What Breaks First When Traffic Scales

Context

Over the past three years, I have been involved in scaling four different web applications from hundreds to hundreds of thousands of requests per minute. In every case, the failure order was predictable. The same components break first, in roughly the same sequence, regardless of the tech stack.

Problem

Teams invest in scaling the wrong things. They add application server capacity when the database is the bottleneck. They optimize queries when the connection pool is exhausted. They cache aggressively when the problem is DNS resolution. Understanding the typical failure order saves weeks of misdirected effort.

Constraints

This analysis covers typical web applications: a load balancer, application servers, a relational database, and a CDN
Traffic pattern: gradual ramp from 100 to 100,000 requests per minute
Application type: read-heavy (80/20 read/write ratio)
Infrastructure: cloud-hosted (AWS or similar), not on-premise

Design

The failure order I have observed, ranked by frequency:

The Failure Cascade

Order	Component	Typical Breaking Point	Symptom
1	Database connections	50-100 concurrent connections	Connection timeout errors, 5xx responses
2	Database query performance	Varies by query complexity	Slow responses, growing queue depth
3	Application memory	Depends on instance size	OOM kills, pod restarts
4	External API rate limits	Vendor-specific	429 responses, degraded features
5	DNS resolution	1,000+ req/s per resolver	Intermittent connection failures
6	Load balancer configuration	Varies by provider	Uneven distribution, hot instances
7	Disk I/O (logging, temp files)	High write volume	Increased latency, disk full errors
8	TLS handshake overhead	5,000+ new connections/s	Increased TTFB, CPU saturation

1. Database Connection Pool Exhaustion

This is almost always the first failure. A typical Postgres instance allows 100 default connections. A Node.js application server with a pool size of 10, running 12 instances, needs 120 connections. Add connection overhead from migrations, monitoring, and admin tools, and you are over the limit before traffic even spikes.

Detection: pg_stat_activity shows connections in "idle" or "idle in transaction" state near max_connections.

Fix hierarchy:

Add a connection pooler (PgBouncer) in transaction mode
Reduce per-instance pool size
Increase max_connections (last resort, increases memory per connection)

2. Slow Queries Under Load

Queries that run in 5ms at low traffic take 500ms under load. This happens because of lock contention, buffer cache misses, and increased I/O wait. The usual suspects:

Missing indexes on WHERE and JOIN columns
Sequential scans on tables over 100K rows
N+1 query patterns amplified by concurrent requests
SELECT * fetching columns that are never used

Detection: pg_stat_statements sorted by total_exec_time or mean_exec_time.

Fix hierarchy:

Add missing indexes (covers 60% of cases)
Rewrite N+1 patterns as JOINs or batch queries
Add read replicas for read-heavy queries
Implement query-level caching

3. Application Memory Pressure

Node.js defaults to a 1.5GB heap limit. Java applications have JVM heap configuration. In both cases, memory pressure manifests as increased GC pauses, then OOM kills.

Common causes:

Unbounded in-memory caches
Large JSON payloads held in memory during processing
Memory leaks from event listener accumulation
Logging libraries buffering in memory

Detection: container memory metrics approaching limit, GC pause duration increasing.

Fix hierarchy:

Profile memory allocation (Node.js: --inspect with Chrome DevTools)
Set explicit limits on in-memory caches
Stream large payloads instead of buffering
Increase instance memory (temporary, not a fix)

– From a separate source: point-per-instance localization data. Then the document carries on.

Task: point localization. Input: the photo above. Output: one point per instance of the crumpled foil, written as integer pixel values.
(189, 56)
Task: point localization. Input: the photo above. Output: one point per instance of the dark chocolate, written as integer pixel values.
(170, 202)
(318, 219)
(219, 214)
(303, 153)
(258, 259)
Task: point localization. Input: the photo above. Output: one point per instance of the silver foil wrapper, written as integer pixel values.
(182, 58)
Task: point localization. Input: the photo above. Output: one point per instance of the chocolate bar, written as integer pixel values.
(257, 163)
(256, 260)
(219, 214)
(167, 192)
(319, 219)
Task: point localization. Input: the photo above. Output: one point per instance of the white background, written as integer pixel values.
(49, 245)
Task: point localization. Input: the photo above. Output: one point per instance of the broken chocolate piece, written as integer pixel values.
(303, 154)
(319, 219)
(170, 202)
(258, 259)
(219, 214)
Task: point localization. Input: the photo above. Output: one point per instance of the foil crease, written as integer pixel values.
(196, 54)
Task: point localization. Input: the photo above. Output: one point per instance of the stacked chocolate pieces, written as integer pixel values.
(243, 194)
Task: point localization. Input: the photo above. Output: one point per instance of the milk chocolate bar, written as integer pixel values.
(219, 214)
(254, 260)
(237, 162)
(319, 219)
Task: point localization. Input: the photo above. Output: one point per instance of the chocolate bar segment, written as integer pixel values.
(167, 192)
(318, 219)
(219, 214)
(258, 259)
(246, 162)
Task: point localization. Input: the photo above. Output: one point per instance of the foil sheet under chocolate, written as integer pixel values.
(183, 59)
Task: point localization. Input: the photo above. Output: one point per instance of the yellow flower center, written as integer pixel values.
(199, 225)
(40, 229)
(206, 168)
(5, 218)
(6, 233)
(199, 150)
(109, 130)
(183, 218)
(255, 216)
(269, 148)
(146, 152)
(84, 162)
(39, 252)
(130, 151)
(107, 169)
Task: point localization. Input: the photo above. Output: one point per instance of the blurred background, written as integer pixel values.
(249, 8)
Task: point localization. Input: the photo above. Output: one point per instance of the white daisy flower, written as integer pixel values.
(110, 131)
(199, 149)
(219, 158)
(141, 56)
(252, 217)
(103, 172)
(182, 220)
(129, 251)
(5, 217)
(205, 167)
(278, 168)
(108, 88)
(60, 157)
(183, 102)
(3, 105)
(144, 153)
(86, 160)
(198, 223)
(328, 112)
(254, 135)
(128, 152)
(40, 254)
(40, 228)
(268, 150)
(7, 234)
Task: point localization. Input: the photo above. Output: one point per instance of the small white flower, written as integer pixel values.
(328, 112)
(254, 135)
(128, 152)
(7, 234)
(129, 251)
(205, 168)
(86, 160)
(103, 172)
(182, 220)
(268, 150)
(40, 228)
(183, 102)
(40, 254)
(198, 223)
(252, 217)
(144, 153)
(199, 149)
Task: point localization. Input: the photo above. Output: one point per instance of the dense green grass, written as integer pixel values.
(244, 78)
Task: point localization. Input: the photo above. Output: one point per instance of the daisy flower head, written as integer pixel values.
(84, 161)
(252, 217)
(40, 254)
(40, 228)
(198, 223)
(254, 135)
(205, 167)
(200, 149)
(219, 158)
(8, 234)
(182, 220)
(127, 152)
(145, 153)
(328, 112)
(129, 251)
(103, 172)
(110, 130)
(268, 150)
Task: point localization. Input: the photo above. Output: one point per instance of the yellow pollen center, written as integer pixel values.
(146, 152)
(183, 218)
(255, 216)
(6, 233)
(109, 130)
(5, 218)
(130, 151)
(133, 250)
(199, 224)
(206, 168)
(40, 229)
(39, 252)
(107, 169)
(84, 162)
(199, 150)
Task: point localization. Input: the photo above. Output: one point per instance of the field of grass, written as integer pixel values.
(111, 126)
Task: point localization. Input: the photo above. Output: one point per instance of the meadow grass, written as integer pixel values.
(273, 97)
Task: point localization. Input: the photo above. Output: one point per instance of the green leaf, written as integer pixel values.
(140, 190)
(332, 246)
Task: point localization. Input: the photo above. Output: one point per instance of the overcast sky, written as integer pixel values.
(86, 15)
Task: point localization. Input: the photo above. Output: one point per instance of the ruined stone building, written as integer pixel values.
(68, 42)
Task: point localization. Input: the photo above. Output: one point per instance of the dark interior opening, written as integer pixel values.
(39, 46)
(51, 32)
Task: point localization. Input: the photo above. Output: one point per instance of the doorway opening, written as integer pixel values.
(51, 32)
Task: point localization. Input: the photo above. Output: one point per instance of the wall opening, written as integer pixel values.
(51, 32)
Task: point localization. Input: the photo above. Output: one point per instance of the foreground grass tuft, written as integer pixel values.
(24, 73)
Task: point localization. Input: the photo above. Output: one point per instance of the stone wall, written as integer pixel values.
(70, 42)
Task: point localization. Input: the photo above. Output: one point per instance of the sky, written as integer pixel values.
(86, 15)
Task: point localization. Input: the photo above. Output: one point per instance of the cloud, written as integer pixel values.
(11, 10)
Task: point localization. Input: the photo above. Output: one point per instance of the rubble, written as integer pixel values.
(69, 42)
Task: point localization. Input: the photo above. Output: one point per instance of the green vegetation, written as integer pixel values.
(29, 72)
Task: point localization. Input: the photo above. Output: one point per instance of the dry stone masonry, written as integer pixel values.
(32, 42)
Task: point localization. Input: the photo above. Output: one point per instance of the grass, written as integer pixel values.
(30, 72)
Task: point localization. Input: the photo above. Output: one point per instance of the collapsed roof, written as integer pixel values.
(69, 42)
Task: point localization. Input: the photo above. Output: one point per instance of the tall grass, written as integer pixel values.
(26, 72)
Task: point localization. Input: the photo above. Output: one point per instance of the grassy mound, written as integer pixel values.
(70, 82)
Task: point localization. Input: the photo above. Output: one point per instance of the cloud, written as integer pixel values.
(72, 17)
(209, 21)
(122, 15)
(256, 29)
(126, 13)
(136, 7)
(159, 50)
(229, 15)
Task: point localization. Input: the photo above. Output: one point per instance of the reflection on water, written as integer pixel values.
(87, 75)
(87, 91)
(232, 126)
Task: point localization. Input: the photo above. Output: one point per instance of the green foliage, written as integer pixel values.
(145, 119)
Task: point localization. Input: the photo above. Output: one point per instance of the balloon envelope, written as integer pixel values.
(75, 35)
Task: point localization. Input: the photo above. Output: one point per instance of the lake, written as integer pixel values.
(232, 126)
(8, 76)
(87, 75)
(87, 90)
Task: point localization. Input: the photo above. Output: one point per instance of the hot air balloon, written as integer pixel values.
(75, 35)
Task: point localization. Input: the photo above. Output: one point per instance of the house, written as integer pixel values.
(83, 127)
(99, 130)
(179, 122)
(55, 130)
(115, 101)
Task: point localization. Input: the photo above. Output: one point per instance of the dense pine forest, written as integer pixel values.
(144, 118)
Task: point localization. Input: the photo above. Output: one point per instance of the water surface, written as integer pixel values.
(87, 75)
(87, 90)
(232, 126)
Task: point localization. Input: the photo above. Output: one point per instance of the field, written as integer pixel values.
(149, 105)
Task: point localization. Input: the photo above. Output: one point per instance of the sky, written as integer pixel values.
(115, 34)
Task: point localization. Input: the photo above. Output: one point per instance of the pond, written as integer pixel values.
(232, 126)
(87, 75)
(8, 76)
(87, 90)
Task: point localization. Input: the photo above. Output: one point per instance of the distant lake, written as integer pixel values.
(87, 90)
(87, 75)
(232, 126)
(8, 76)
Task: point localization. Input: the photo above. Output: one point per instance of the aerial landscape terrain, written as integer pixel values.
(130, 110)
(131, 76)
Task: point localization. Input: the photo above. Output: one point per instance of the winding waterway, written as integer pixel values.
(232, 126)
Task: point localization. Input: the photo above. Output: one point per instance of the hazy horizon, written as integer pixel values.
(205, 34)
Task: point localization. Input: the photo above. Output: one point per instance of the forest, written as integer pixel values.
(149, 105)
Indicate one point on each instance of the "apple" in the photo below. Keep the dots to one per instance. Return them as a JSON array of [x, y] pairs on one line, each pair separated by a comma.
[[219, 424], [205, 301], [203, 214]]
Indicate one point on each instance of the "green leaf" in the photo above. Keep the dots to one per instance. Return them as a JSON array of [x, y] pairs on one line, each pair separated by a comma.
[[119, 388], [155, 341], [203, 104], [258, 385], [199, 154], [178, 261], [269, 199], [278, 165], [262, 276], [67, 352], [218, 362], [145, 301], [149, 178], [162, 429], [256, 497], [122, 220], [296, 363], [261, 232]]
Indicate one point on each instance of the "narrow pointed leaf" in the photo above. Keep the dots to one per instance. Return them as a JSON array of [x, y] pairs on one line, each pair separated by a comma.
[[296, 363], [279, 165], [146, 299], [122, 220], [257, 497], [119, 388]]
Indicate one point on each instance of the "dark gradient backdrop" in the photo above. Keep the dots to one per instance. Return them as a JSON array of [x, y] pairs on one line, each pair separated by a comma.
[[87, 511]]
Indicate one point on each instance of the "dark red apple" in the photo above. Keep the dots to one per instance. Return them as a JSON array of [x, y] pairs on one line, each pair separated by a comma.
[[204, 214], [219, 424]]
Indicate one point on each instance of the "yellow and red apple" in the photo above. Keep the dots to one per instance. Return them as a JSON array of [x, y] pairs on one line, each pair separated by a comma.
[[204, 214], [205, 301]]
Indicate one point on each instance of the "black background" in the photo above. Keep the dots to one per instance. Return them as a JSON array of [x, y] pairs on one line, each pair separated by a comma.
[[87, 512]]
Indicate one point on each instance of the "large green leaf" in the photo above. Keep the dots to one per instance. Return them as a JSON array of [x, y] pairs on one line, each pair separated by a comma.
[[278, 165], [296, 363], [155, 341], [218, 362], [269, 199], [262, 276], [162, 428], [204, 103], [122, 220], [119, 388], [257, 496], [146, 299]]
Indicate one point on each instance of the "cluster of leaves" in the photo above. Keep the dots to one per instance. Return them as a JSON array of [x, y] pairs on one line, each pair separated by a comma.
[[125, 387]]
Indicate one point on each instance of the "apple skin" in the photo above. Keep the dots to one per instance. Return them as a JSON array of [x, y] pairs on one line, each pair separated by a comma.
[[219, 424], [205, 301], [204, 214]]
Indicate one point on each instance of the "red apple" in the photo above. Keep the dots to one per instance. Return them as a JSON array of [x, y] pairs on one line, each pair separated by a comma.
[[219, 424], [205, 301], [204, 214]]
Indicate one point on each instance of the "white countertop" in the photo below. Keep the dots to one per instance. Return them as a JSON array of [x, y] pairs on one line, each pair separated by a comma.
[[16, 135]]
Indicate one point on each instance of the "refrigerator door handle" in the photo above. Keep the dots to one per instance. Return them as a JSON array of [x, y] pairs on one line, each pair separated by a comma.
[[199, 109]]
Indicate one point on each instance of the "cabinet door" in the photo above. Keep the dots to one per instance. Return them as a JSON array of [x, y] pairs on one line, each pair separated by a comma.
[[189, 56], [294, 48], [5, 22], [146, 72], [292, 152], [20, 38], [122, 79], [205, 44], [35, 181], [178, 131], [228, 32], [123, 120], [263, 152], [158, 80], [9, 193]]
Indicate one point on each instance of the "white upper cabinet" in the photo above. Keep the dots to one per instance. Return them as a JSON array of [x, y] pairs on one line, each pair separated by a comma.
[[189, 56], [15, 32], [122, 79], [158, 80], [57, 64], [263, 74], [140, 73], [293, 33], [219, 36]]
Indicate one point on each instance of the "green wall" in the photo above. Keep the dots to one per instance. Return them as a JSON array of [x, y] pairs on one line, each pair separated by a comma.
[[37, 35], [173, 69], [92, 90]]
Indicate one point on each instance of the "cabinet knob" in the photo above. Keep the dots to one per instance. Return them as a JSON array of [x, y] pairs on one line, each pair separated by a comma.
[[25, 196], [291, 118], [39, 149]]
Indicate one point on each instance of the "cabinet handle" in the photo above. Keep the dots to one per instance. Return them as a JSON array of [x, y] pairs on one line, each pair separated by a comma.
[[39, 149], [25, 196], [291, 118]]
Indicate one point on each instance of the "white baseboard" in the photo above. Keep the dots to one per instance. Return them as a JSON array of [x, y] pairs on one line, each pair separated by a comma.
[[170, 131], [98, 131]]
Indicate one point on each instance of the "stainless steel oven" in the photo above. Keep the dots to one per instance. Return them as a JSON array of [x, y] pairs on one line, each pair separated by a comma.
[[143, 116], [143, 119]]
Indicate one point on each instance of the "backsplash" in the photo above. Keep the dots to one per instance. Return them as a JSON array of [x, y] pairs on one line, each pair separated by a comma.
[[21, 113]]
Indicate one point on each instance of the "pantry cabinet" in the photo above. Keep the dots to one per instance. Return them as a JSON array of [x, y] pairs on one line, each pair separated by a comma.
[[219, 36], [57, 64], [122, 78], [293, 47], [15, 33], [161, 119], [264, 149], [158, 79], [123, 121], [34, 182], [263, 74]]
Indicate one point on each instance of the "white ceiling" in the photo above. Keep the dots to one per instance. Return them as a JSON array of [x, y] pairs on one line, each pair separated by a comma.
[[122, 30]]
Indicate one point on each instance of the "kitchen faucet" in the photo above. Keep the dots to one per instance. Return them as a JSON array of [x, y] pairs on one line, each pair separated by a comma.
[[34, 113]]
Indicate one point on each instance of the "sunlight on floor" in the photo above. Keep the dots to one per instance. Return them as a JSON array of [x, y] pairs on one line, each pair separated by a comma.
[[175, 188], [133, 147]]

4. External API Rate Limits

Third-party APIs (payment processors, email services, geocoding) impose rate limits. At low traffic, you never hit them. At scale, a payment flow processing 100 orders/minute can exhaust a 60 req/min API limit.

Detection: 429 HTTP responses from external services, feature-specific error spikes.

Fix hierarchy:

Implement client-side rate limiting with a token bucket
Add request queuing with backpressure
Negotiate higher limits with the vendor
Cache API responses where possible

5. DNS Resolution Bottlenecks

Every outbound HTTP request requires DNS resolution. At high request rates, the default system resolver becomes a bottleneck. This manifests as intermittent 1-3 second delays on random requests.

Detection: inconsistent latency spikes that do not correlate with application or database metrics.

Fix hierarchy:

Enable DNS caching in the HTTP client (Node.js: lookup option with dns.resolve cache)
Use a local DNS cache (dnsmasq, systemd-resolved)
Increase resolver concurrency limits

Trade-offs

Mitigation	Cost	Complexity	Effectiveness
Connection pooler (PgBouncer)	Low ($0-10/month)	Medium	High
Read replicas	Medium ($50-200/month)	High	High
Application caching (Redis)	Medium ($20-50/month)	Medium	Medium-High
CDN for static assets	Low ($5-20/month)	Low	High for static
Vertical scaling (bigger instances)	High	Low	Temporary

Vertical scaling buys time. Horizontal scaling buys capacity. Architectural changes (caching, read replicas, async processing) buy durability.

Failure Modes

Cascading failures: database slowness causes application request queues to grow, which exhausts memory, which causes OOM kills, which reduces capacity, which increases load on surviving instances. This cascade can take a healthy system to zero in under 60 seconds.

Hidden coupling: an application that calls three external APIs sequentially has a latency floor equal to the sum of the slowest API responses. Under load, each API slows independently, and the combined latency exceeds timeout thresholds.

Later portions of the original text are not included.